Vos froids raisonnements ne feront qu'attiédir
Un spectateur toujours paresseux d'applaudir;
Et qui, des vains efforts de votre rhétorique
Justement fatigué, s'endort ou vous critique.

Les deux tragédies d'Agésilas et d'Attila, en 1666 et en 1667, n'étaient pas faites pour venger Corneille de Sophonisme et d'Othon. Cependant, elles eurent Chapelain pour grand admirateur. On connaît l'épigramme de Boileau:

Après l'Agésilas
Hélas!
Mais après l'Attila
Holà!

Corneille, ou se méprit ou voulut bien se méprendre sur le sens de cette épigramme et la traduisit à son avantage. Hélas! d'après lui, voulait dire que l'Agésilas inspirait la pitié, qu'ainsi elle remplissait le but de la tragédie, et le HOLAmis après l'Attila, indiquait que c'était le nec plus ultrà de l'art.

Attila avait été composé par Corneille pour se venger des comédiens de l'Hôtel de Bourgogne, qui commençaient à préférer le talent jeune et pur de Racine au sien qui semblait fatigué.

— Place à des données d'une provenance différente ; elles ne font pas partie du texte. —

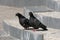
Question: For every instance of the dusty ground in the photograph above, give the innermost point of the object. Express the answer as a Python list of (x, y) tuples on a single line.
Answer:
[(8, 13)]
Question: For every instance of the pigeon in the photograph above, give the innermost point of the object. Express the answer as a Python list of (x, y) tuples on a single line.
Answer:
[(23, 20), (35, 23)]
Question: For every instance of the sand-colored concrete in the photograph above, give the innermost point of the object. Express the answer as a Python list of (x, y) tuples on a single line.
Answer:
[(8, 13)]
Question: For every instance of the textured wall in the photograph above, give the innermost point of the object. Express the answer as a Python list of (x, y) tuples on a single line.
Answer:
[(22, 3)]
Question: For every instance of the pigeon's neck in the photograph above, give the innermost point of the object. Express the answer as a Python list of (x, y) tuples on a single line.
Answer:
[(32, 16)]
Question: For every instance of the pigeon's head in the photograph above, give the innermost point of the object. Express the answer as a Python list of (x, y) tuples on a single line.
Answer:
[(30, 13), (18, 14)]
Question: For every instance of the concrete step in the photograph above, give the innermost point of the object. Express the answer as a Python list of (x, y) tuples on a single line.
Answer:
[(16, 30)]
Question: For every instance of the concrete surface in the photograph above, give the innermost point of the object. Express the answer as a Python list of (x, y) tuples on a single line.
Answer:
[(7, 12), (15, 29), (47, 16)]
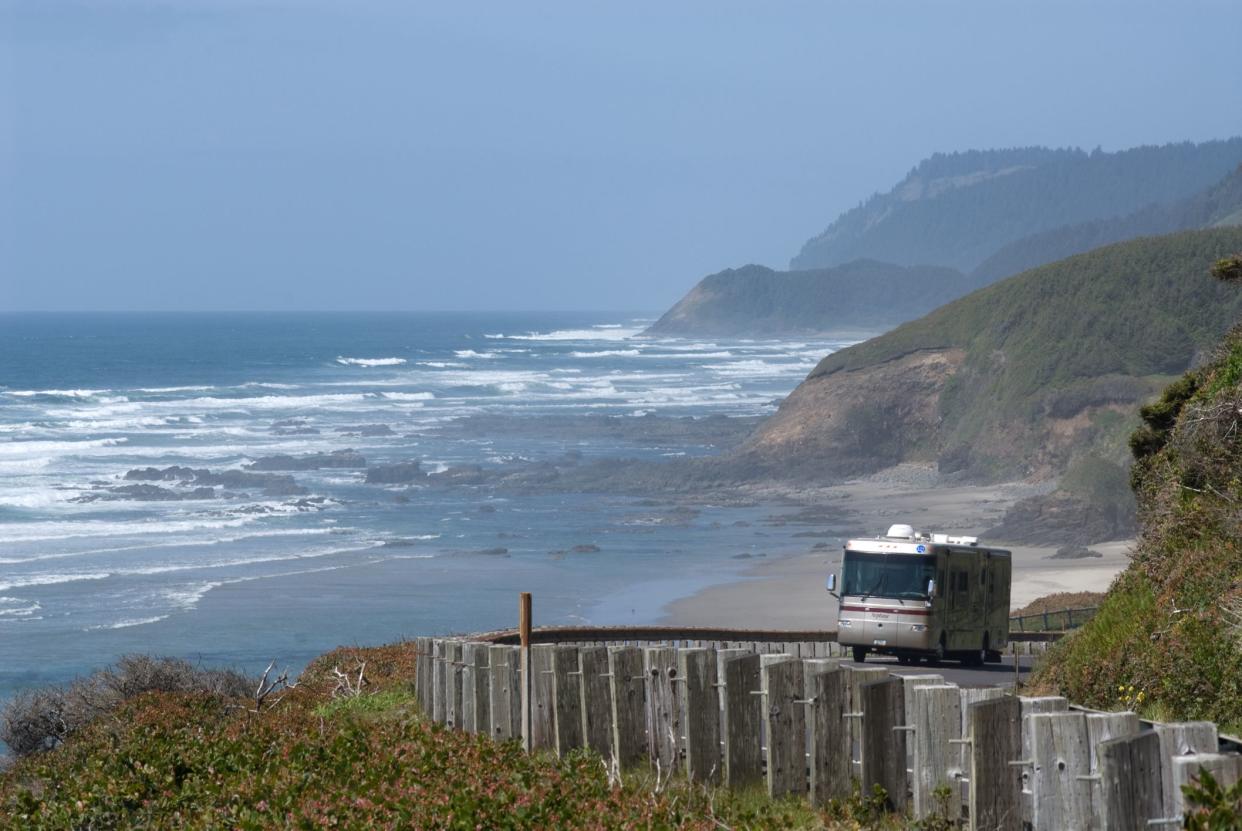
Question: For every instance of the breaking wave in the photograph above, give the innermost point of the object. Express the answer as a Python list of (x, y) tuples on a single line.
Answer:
[(370, 362)]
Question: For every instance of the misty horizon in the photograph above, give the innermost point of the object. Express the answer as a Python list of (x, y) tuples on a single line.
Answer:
[(204, 157)]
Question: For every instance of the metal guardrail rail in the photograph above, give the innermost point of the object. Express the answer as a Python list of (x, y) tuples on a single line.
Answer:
[(1060, 620), (627, 634)]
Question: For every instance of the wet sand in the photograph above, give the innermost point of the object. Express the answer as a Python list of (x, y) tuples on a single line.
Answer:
[(789, 593)]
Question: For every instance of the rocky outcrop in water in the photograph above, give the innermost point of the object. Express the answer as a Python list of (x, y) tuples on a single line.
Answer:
[(270, 483), (335, 460), (398, 473)]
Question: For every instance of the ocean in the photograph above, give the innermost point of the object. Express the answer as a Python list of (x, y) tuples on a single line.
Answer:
[(101, 557)]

Il donna donc sa tragédie nouvelle à la troupe du Palais-Royal, où le célèbre La Thorillière lui prêta l'appui de sa belle diction. Malgré cela, cet ouvrage ne resta pas au théâtre.

Tite et Bérénice, représenté en 1670, était de plusieurs degrés au-dessous des deux précédentes tragédies, Boileau disait d'elle que c'était du galimatias double, c'est-à-dire du galimatias que non-seulement le public, mais même l'auteur ne comprend pas. Il avait raison, et la preuve ressort de l'anecdote suivante:

Baron, chargé du principal rôle, se mit à l'étudier avec le soin qu'il apportait toujours à se rendre compte des moindres intentions de l'auteur; mais il trouva tellement d'obscurité dans les pensées et dans les mots, qu'il pria Molière de lui expliquer cette tragédie. Molière la lut, essaya; mais il finit par avouer qu'il n'y entendait rien.—Attendez, dit-il à Baron, Corneille vient souper chez moi ce soir, soyez des nôtres, vous lui demanderez l'explication. Baron accepte, et dès que Corneille paraît, il lui saute au cou, l'embrasse et le prie de lui expliquer plusieurs vers. Corneille, après les avoir examinés quelque temps, dit à Baron: «Ma foi, je ne les entends pas trop bien non plus; mais récitez-les toujours, tel qui ne les comprendra pas, les admirera.»

Pulchérie, tragi-comédie, et Surena, tragédie, furent, en 1672 et en 1674, les deux dernières pièces de Corneille, si nous en exceptons la tragi-comédie-ballet de Psyché, faite en collaboration avec Molière et Quinault pour les paroles, avec Lully pour la musique.

Psyché fut une dernière galanterie de Corneille à Louis XIV. Déjà bien vieux pour un poëte, puisqu'il avait soixante-cinq ans, il consentit à plier son mâle génie que l'âge rendait sec et sévère, jusqu'à composer un pastiche pour amuser un roi jeune encore et aimant le plaisir. Molière fit le premier acte de cette espèce de pastorale, et quelques scènes détachées ainsi que le prologue; Corneille s'assujettit à broder sur le plan du grand comédien, Quinault composa les paroles de la musique et le fameux Lully la partition.

Grâce à cette condescendance, le théâtre et la littérature furent dotés d'un morceau qui a passé longtemps pour un des plus tendres et des plus naturels qui soient à la scène, et qui, aujourd'hui encore, excite l'admiration, c'est la déclaration de Psyché à l'Amour. Le grand roi goûta fort cette jolie pièce. Les deux rôles principaux, celui de l'Amour et celui de Psyché, furent remplis par le fils du fameux Baron et par mademoiselle Desmares, quand la pièce fut mise à la scène.